Perplexed 18 Dec 2010 16:18 UTC
11 points

the sort of proof techniques I currently have in mind … would not work for verifying Friendliness of a finished AI that was handed you by a hostile superintelligence.

But what if the hostile superintelligence handed you a finished AI together with a purported proof of its Friendliness. Would you have enough trust in the soundness of your proof system to check the purported proof and act on the results of that check?
- JamesAndrix 19 Dec 2010 17:44 UTC
  1 point
  Parent
  That would then be something you’d have to read and likely show to dozens of other people to verify reliably, leaving opportunities for all kinds of mindhacks. the OP proposal requires us to have an automatic verifier ready to run, that can return reliably without human intervention.
  - jsalvatier 19 Dec 2010 20:54 UTC
    7 points
    Parent
    Actually computers can mechanically check proofs for any formal system.
    - wedrifid 20 Dec 2010 5:56 UTC
      0 points
      Parent
      Is there something missing from the parent? It does not seem to parse.

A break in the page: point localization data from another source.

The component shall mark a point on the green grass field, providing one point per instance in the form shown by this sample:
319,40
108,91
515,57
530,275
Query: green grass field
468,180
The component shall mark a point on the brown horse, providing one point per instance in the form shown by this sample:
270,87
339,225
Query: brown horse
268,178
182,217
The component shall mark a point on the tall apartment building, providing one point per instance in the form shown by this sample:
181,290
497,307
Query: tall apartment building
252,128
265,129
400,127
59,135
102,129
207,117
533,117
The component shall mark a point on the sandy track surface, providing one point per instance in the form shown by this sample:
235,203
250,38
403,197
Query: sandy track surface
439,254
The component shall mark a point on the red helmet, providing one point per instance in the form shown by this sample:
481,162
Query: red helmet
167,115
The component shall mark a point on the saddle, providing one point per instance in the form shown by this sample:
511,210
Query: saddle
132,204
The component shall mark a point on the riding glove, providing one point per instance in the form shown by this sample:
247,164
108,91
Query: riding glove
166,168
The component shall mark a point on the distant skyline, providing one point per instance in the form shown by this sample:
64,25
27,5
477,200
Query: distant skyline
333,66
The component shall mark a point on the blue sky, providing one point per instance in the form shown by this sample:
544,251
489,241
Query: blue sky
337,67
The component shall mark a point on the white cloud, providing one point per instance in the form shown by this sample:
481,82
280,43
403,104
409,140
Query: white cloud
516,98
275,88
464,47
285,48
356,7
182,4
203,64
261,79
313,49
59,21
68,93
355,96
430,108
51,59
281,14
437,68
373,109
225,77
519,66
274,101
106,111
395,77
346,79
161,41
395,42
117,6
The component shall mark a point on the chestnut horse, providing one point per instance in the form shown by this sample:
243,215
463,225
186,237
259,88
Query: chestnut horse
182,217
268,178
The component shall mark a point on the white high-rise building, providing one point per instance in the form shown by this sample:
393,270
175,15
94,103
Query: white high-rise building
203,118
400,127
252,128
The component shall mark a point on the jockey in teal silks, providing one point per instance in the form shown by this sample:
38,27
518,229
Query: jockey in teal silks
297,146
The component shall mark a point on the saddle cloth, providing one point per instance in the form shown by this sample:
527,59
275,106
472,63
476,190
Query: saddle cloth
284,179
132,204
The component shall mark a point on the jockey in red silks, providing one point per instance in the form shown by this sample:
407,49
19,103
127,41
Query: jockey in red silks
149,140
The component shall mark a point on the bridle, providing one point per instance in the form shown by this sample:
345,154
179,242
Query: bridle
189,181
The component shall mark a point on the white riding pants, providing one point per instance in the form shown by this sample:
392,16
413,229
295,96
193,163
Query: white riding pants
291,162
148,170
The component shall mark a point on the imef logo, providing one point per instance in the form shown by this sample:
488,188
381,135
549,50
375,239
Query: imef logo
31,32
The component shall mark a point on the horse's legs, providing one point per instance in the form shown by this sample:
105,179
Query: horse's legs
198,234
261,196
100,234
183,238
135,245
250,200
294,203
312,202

      - jsalvatier 20 Dec 2010 6:54 UTC
        0 points
        Parent
        Yes, edited. thanks.
        wedrifid 20 Dec 2010 7:04 UTC
        0 points
        Parent
        And upvoted. :)
  - Pfft 19 Dec 2010 20:55 UTC
    5 points
    Parent
    Yes, but the point is that the automatic verifier gets to verify a proof that the AI-in-the-box produced—it doesn’t have to examine an arbitrary program and try to proof friendliness from scratch.
    
    In a comment below, paulfchristiano makes the point that any theory of friendliness at all should give us such a proof system, for some restricted class of programs. For example, Eliezer envisions a theory about how to let programs evolve without losing friendliness. The corresponding class of proofs have the form “the program under consideration can be derived from the known-friendly program X by the sequence Y of friendliness-preserving transformations”.